Prosthetic care specialists from Canada and the United States will be in Ukraine April 26 through May 8 as part of the Ukraine Prosthetic Assistance Project to provide prosthetic care and rehabilitation. Ukrainian prosthetic care specialists from Kyiv, Dnipropetrovsk, Odesa, Kharkiv, Khmelnytskyi, and Lviv will be trained by the Canadian and U.S. volunteers. Five candidates with complex amputations will also be fitted and more will be assessed for future fitting by the newly trained Ukrainian prosthetists.

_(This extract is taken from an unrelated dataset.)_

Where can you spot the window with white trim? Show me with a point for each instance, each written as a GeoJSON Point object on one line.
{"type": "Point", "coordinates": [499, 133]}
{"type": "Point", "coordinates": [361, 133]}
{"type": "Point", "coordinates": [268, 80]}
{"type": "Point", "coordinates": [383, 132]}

The project is run by Euromaidan Canada (Ukrainian Canadian Congress Toronto) and Canada-Ukraine Foundation, in partnership with the U.S. nonprofit ProsthetiKa, which was founded by Jon Batzdorff, CPO, chair of the United States Member Society of the International Society for Prosthetics and Orthotics.
Batzdorff said it is necessary to create the conditions to establish prosthetic care in Ukraine because receiving this treatment abroad does not always achieve the desired results. “All prosthetics need technical support, they must be set correctly, functionally, and properly maintained,” he was quoted as saying by the Interfax-Ukraine news agency. “A person can get a very good prosthesis abroad, but a week or month later after his return, this person will return to the initial situation as there is nobody to [maintain] the prosthetic.”